In fact, since 1976, U.S. stocks and bonds have not declined at the same time for more than two consecutive months. Over the last 60 years, there’s only been one year in which both stocks and bonds posted an annual decline (1969).You can actually make a bolder statement than that given that the Barclays US Aggregate Index' inception wasn't until 1976. The S&P 500 and "Agg" have never declined at the same time for more than two consecutive months. As surprising to me was that stocks and bonds on a stand-alone basis have only declined more than two straights months about 5% of the time (i.e. once every year and eights months).
Jeremy Schwartz (@JeremyDSchwartz) outlined a few months back during a back and forth that stocks (especially small cap stocks) have historically performed very well during periods of rising rates... going back all the way to the 1950's.
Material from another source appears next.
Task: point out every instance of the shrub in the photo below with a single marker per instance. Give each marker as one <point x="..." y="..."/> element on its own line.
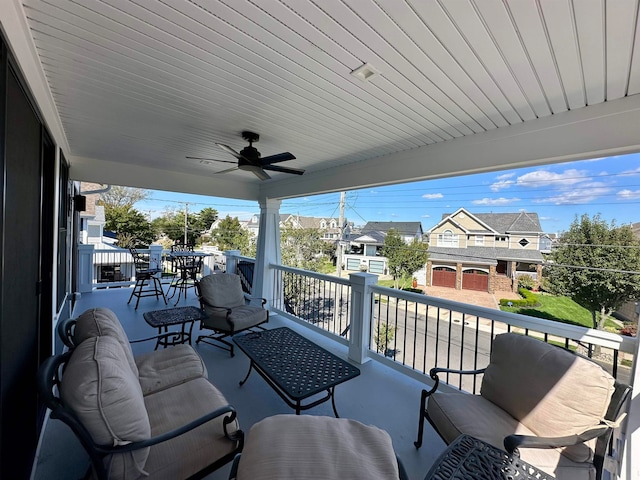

Taking that one step further, the below breaks out performance by small, mid, large across value and growth during periods of rising rates since 1994 (I can only get daily Russell data going back 20 years). In this case, rising rates is defined as periods where the 10 year Treasury rose more than 100 bps without a 50 bp decline (there have been 9 such periods since 1994). Not only have stocks broadly performed exceptionally well in these periods (with small caps outperforming), growth stocks have performed even better (the less "bond-like" the stocks, the better the performance in rising rate environments).